A total of 2 × 10^5 E. histolytica trophozoites were collected via tapping and subsequent centrifugation. These trophozoites were then seeded onto an ibidi µ-Slide 8 Well plate (#80826, ibidi GmbH) pre-coated with or without fibronectin and incubated in serum-free Diamond’s TYI-S-33 medium at 37°C for one hour. Regarding E. histolytica trophozoites treated with bacteria, a concentration of 1 × 10^6 trophozoites/mL was incubated with E. coli O55 or E. coli K12 (1 × 10^9/mL) in serum-free Diamond’s TYI-S-33 medium at 37°C for 30 minutes while shaking. Afterwards, most bacteria were removed by washing the trophozoites with TYI medium through centrifugation at 726 × g for three cycles. The trophozoites were then resuspended in TYI medium, followed by seeding onto an ibidi plate and incubated at 37°C for one hour. Next, the plates were washed three times with PBS to remove residual TYI-S-33 medium. Trophozoites were then fixed with 4% PFA in PBS for 15 minutes at room temperature. Following PFA removal by PBS washing, cells were permeabilized with 0.2% Triton X-100 for 10 minutes at room temperature. Subsequently, the cells were stained with Alexa Fluor 488 Phalloidin (A12379, Invitrogen) with a dilution of 1:1000 for 15 minutes at room temperature. Later, cells were washed with PBS and mounted with SlowFade Gold Antifade Mountant. Imaging was performed using confocal microscope with a 63x objective and Airyscan processing.

Image segmentation and polarization categorization

For the planar confocal imaging for fixed cells, all images included in the same analysis were obtained under identical experimental conditions and scanning parameters. The fluorescence signal range and cell contours were delineated using the SAM model (Segment Anything Model, https://segment-anything.com/) to generate the corresponding masks. These masks were then analyzed in Fiji for area, intensity, and center of mass coordinates.

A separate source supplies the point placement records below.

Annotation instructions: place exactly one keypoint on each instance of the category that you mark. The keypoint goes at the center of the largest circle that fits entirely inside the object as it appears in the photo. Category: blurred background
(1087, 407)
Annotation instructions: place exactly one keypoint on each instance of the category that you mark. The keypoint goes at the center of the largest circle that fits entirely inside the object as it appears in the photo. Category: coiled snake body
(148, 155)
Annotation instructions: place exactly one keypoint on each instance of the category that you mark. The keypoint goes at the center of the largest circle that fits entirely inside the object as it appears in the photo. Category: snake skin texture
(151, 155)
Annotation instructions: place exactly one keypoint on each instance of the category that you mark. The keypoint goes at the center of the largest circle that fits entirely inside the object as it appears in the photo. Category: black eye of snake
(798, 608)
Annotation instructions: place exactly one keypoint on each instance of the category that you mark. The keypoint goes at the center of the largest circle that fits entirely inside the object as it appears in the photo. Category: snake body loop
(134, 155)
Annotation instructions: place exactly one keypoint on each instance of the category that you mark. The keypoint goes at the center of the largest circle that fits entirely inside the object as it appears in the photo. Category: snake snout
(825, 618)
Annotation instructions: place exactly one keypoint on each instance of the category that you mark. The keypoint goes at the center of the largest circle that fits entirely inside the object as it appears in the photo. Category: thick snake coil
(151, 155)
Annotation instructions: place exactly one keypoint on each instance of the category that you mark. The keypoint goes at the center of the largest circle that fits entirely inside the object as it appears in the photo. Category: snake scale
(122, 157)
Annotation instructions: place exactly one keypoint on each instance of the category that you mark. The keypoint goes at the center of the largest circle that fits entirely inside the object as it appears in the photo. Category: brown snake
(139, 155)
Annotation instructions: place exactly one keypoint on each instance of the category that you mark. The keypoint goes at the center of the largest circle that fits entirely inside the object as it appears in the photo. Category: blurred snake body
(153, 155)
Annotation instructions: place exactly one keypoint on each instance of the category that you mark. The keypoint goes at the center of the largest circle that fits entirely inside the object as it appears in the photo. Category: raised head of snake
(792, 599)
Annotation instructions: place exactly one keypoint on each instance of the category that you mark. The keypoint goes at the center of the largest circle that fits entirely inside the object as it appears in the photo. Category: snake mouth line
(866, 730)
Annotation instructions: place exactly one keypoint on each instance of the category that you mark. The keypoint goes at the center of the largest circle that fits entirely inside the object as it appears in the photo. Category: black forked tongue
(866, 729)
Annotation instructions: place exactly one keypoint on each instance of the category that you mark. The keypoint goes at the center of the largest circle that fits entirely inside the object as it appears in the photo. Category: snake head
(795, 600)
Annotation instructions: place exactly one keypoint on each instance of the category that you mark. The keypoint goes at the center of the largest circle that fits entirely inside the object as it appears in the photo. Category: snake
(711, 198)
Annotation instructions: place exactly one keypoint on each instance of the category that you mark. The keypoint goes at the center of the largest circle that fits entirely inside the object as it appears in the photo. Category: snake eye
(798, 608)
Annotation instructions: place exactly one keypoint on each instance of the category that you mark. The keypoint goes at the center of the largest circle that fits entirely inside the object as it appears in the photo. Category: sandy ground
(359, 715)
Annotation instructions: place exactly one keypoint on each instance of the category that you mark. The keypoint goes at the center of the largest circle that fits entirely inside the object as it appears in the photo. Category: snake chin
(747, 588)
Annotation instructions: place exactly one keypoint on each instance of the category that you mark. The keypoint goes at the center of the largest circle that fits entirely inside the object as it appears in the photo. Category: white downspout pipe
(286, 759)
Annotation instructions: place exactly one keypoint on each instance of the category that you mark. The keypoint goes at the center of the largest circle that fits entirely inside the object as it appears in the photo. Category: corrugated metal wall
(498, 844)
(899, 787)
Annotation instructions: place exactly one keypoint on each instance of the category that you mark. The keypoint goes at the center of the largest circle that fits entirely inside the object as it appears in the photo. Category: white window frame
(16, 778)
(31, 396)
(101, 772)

For the analysis of F-actin adhesion polarization on micropillars, the following criteria were applied: 1) If the adhesion region overlapped with the cell boundary, the cell was categorized as completely polarized. 2) For the remaining cells, if the cell’s center of mass was within the adhesion region, the cell was categorized as unpolarized. 3) If the cell’s center of mass was outside the adhesion region, the cell was categorized as partially polarized.

Statistical analysis

Statistical analyses were conducted utilizing both Prism 9 (Graphpad Software Inc.) and R version 4.4.0. Plots are generated by ggplot2 and ggpubr packages with R version 4.4.0. Unless otherwise specified, significance was assessed using one-way ANOVA for multiple comparisons (with Holm-Sidak method for post-hoc pairwise comparisons) and unpaired two-tailed t-test for two-group comparisons. For data that did not meet normality assumptions, corresponding nonparametric methods, including Kruskal-Wallis (with Dunn’s test for post-hoc pairwise comparisons) and Mann-Whitney U tests, were used. Spearman correlation analyses were performed using ggpubr package. Chi-square test was performed by gmodels and tableone packages.